El holandés Boyan Slat, viendo que había más bolsas de plástico que peces en el mar, pergeñó el sistema y pide 2 millones de dólares para financiarlo.

Libertad Digital

La organización The Ocean Cleanup, fundada por Slat, ha diseñado un sistema para limpiar de plástico los océanos. Financiado mediante crowdfunding, el estudio de viabilidad del proyecto ha involucrado durante más de un año a alrededor de 100 expertos en ingeniería, oceanografía y hasta derecho marítimo. Ahora queda construir un primer limpiador, un proceso que llevará unos cuatro años y que comenzará en cuanto recauden los 2 millones de dólares necesarios para ello; en estos momentos ya ha superado el medio millón.

Boyan Slat, estudiante de ingeniería aeroespacial de 19 años, comenzó a preocuparse por la basura marina hace tres años cuando, al bucear en Grecia, se topó con más bolsas de basura que peces.
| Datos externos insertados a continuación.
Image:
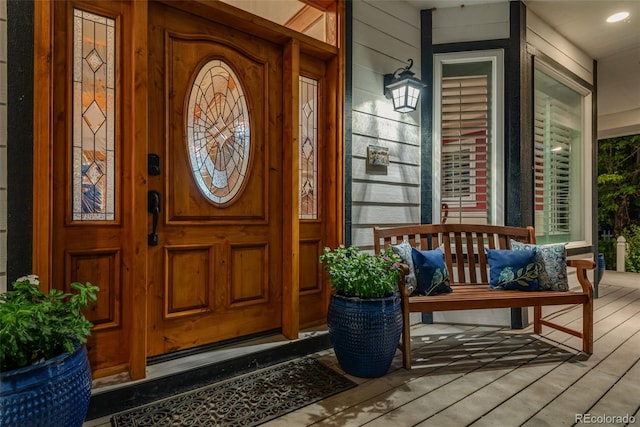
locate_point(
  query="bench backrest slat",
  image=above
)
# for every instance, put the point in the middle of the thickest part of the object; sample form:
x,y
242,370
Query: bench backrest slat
x,y
463,244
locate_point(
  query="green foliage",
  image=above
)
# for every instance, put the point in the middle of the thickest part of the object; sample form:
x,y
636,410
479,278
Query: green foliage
x,y
607,246
361,274
632,260
618,181
35,326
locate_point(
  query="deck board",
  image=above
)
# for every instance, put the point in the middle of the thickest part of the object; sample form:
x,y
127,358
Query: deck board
x,y
506,378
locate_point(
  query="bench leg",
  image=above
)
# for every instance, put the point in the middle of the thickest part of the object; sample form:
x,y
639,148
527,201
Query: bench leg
x,y
405,342
537,316
587,327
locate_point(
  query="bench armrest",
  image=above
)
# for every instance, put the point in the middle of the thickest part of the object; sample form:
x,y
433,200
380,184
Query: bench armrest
x,y
582,265
402,285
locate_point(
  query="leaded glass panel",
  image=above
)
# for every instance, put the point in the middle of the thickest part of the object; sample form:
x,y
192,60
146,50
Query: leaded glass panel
x,y
218,132
308,148
94,115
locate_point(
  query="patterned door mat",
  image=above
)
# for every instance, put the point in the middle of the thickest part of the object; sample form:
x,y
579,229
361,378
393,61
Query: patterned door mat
x,y
247,400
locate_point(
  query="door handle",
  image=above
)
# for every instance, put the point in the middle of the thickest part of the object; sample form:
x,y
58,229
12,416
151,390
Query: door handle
x,y
153,206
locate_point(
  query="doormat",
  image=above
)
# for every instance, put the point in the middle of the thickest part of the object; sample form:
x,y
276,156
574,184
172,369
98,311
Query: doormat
x,y
247,400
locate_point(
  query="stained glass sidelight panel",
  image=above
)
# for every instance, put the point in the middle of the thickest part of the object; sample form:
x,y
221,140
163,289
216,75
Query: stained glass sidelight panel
x,y
218,132
308,148
94,115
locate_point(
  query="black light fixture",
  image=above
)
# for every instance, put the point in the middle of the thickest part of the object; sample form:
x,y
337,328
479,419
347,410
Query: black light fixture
x,y
403,88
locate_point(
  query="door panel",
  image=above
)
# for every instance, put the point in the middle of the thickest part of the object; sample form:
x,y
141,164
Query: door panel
x,y
92,195
216,272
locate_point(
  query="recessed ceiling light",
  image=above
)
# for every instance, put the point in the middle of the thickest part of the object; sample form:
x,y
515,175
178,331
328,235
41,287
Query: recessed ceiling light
x,y
617,17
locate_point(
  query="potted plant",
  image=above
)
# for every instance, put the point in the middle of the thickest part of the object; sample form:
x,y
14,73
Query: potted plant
x,y
45,377
365,315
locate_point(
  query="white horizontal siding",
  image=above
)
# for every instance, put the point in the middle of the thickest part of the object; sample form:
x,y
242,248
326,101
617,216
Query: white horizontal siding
x,y
385,35
470,23
542,38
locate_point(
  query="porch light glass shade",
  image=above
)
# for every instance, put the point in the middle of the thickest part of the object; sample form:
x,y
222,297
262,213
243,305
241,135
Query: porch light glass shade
x,y
405,93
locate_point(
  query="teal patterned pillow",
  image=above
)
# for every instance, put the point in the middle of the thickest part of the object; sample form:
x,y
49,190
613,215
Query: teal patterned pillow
x,y
553,261
513,270
431,272
404,251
Usar barcos para retirar la basura no sería práctico, pero pensó: "¿Para qué moverse a través del océano, si el océano se mueve hacia ti?". Su idea consiste en construir tan solo cinco instalaciones, cada una en uno de los grandes giros oceánicos, unos gigantescos remolinos que se forman por las corrientes marinas por donde terminan pasando la mayor parte de los plásticos que se echan al mar.

Cada una de estas instalaciones consiste en una inmensa barrera de plástico (sí, es un poco irónico) de 100 kilómetros de longitud, dispuesta en forma de cuña para dirigir de forma pasiva la basura hacia una plataforma de recogida de residuos. La barrera tendría muy poca profundidad para no afectar a la fauna marina pero recoger la mayor parte del plástico, que se concentra en la superficie. Según Slat, podrían limpiar la mitad de los plásticos acumulados en cada uno de esos giros en un plazo de diez años a un coste de 4,5€ por cada kilo de material recogido del mar.

Aunque sea el impulsor y líder del proyecto, la mayor parte del trabajo –según reconoce él mismo– la han hecho los expertos, en su mayor parte de forma voluntaria. "Aunque la limpieza tendrá un gran efecto, es sólo parte de la solución", asegura Slat. "También necesitamos cerrar el grifo para prevenir que llegue más plástico al océano".